A while ago I proposed A PirateBox for TeachMeet?. Several kind folk donated a fiver and I ordered the Buffalo WZR-HP-G300NH wireless router from an amazon reseller.

First problem was that I did not notice that it was shipping from the USA, it arrive the day before TeachMeet SLF11. I didn’t arrive home until late in the evening, but rolled up by sleeves to sort it out. Problem 2 was a USA power supply. This I rectified at Lunchtime the next day and settled down in a corner of the SECC to sort out the box. Apart from the fact I had plugged the mac into the WAN port rather than the LAN port(or the other way round) I didn’t have a wired connection to the network. A major fail, I realised the port problem the next day after TeachMeet and though ti would now be plain sailing.

Yesterday evening I followed the instructions on PirateBox DIY OpenWrt – David Darts Wiki which went, I though pretty well. Unfortunately I didn’t really have a Buffalo WZR-HP-G300NH wireless router, I had a Buffalo WZR-HP-G300NH2 wireless router! The router was bricked.

I decided to unbrick the router using instructions I found: WZR-HP-G300NH Router: Firmware flash and brick recovery through TFTP After a few tries I noticed extra OS X help in a comment, but still failed. I decided to leave it until today.

This afternoon I had another go, musing again on the comment:

the Mac uses carrier detect to automatically bring network interfaces up and down, and your ethernet interface needs to be up and running at the moment you power the router on, or you’ll miss the little window when the tftp transfer can happen…

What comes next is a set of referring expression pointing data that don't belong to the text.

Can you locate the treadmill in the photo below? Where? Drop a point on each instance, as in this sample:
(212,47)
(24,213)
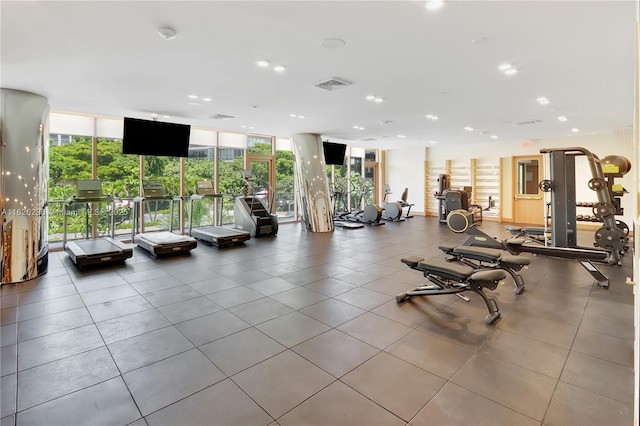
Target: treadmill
(216,235)
(159,243)
(100,251)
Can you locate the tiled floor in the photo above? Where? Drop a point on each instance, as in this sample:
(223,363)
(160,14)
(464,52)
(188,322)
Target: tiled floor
(303,328)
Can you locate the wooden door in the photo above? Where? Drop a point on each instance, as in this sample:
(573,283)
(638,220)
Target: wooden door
(528,204)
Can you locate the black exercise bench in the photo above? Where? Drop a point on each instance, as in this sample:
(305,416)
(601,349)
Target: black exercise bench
(451,278)
(479,258)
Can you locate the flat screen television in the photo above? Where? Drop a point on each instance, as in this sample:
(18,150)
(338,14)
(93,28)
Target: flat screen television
(148,137)
(334,153)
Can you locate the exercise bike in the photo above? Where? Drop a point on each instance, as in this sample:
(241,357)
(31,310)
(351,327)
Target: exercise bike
(391,210)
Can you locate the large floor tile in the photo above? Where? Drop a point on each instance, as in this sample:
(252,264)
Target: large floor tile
(234,296)
(105,403)
(221,404)
(572,405)
(165,382)
(189,309)
(335,352)
(260,310)
(604,346)
(399,386)
(59,345)
(363,298)
(514,387)
(431,353)
(241,350)
(526,352)
(210,327)
(127,326)
(332,312)
(117,308)
(375,330)
(171,295)
(298,297)
(600,377)
(296,379)
(292,328)
(54,323)
(338,404)
(456,406)
(138,351)
(49,381)
(48,307)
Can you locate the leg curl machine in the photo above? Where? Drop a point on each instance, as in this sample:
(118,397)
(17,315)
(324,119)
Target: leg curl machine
(483,258)
(450,278)
(460,221)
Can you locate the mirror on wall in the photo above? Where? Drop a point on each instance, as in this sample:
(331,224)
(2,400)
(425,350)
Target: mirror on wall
(528,177)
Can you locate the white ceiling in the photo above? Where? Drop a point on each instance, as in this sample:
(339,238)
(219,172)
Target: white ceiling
(107,58)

I decided to try using linux running on my macbook under virtualbox. The mac had at least given me an “Unsuport MODEL” error after using tftp to flash the firmware, but the virtualbox linux idea got me nowhere.

I’ve now google “Unsuport MODEL” error which has lead to a couple of interesting looking pages:
DD-WRT Forum :: View topic – wzr-hp-g300nh2 bricked and
DD-WRT Forum :: View topic – problems recoberying buffalo wzrhpg300nhv2 which I am leaving until tomorrow.

Based on hope rather than experience I would like t oget the box up and running at teachmeet strathclyde edition.